He would have turned 18 on Saturday, March 24, but Nicholas Dworet was gunned down inside Marjory Stoneman Douglas High School. He wasn’t in Washington, D.C., to hear the crowd of mostly teens at the March for Our Lives sing Happy Birthday. And he won’t be around in November to cast a vote in what would have been his first election.
But all of Nick’s classmates will, and they have made it clear that their eyes are fixed on the voting booths in every state in the nation. Parkland, Florida survivor Sam Fuentes — still bearing the scars of the bullet fragments from the shooting — led the singing for her friend and ended her speech by saying, “Let’s have our lawmakers reflect our views.”
Throughout the rally, her words and the ones of her fellow speakers alternated with the passionate chants from the standing throng, “Vote them out! Vote them out!”
I couldn’t be happier that the Parkland students have made voting a key message of their movement. I’ve spent untold hours speaking to young people about the importance of voting only to have some insist that their one vote would not make a difference. So many young voters were turned off by the divisiveness of the 2016 campaign that many of them didn’t bother to go to the polls.
However, research by Circle, The Center for Information & Research on Civic Learning and Engagement at Tufts University, suggests that the 24 million young people who did vote made a difference. Its study found that youth votes narrowed the gap in Michigan, Nevada and New Hampshire — races that otherwise might have been a runaway victory for the candidates, an impact that was notable despite the final outcome. Circle’s director, Kei Kawashima-Ginsberg, explained, “In 2016, young voters … influenced the outcome, although a majority of them ended up on the losing side of the presidential race.”

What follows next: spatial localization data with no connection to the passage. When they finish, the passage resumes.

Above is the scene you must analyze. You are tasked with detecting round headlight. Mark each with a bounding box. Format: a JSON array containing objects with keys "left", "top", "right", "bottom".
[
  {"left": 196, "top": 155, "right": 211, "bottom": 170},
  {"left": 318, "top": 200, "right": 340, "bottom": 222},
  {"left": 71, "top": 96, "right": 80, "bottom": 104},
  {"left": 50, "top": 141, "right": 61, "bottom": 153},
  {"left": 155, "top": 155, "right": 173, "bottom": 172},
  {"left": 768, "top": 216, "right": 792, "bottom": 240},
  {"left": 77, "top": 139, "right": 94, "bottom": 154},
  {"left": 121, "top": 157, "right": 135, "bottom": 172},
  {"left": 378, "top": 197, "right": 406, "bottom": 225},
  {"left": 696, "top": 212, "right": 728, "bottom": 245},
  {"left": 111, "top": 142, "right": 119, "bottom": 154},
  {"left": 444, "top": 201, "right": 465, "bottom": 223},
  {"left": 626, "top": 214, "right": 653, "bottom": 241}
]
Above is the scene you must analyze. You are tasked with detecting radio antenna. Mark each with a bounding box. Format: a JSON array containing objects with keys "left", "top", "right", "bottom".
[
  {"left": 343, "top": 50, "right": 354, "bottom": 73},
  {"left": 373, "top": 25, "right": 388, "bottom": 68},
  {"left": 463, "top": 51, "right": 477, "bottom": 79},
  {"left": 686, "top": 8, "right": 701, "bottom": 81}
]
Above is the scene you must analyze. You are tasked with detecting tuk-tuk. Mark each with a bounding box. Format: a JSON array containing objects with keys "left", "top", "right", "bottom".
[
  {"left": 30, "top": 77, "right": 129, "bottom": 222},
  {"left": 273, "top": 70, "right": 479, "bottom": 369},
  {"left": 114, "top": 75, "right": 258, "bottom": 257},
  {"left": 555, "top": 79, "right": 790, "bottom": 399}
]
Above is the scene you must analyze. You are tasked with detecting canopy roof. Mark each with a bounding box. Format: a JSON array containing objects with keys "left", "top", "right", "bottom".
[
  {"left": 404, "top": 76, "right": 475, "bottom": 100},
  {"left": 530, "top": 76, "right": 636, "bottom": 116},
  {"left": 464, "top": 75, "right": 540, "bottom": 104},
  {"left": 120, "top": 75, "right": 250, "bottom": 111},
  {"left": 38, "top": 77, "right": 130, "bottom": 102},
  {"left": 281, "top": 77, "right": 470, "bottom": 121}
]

So, if they almost got wins then, can they tip the scales now? A new study commissioned by Circle says yes. In fact, the research center reports young people ages 18-29 could have a “disproportionately high impact on election outcomes this year.” Circle’s study pinpoints states like Minnesota, where several contests are on the line, and Colorado, where the youth vote is traditionally strong. More importantly, according to their data, the impact of young voters could be significant in both senate and governor’s races from coast to coast — Illinois, California, North Dakota, Arizona, Maine and Alaska. I’m thrilled at the possibility of that voting power and impressed by the laser focus of the young people whose protest is still just months old.
The nonpartisan voting organization Headcount reported pre-registering 16- and 17-year-olds at the March for Our Lives as well as 18-year-olds — nearly 5,000 all told. In what may be the ultimate civics lesson, the young protestors see their voting campaign as the next step in their #Never Again movement.
“Vote for us, vote for our future, for our lives,” Stoneman Douglas’ David Hogg urged the participants at the march. And from classmate Cameron Kasky, a warning, ”Politicians, ... stand for us or beware: The voters are coming.”
To paraphrase author Alice Walker, they are the ones I’ve been waiting for.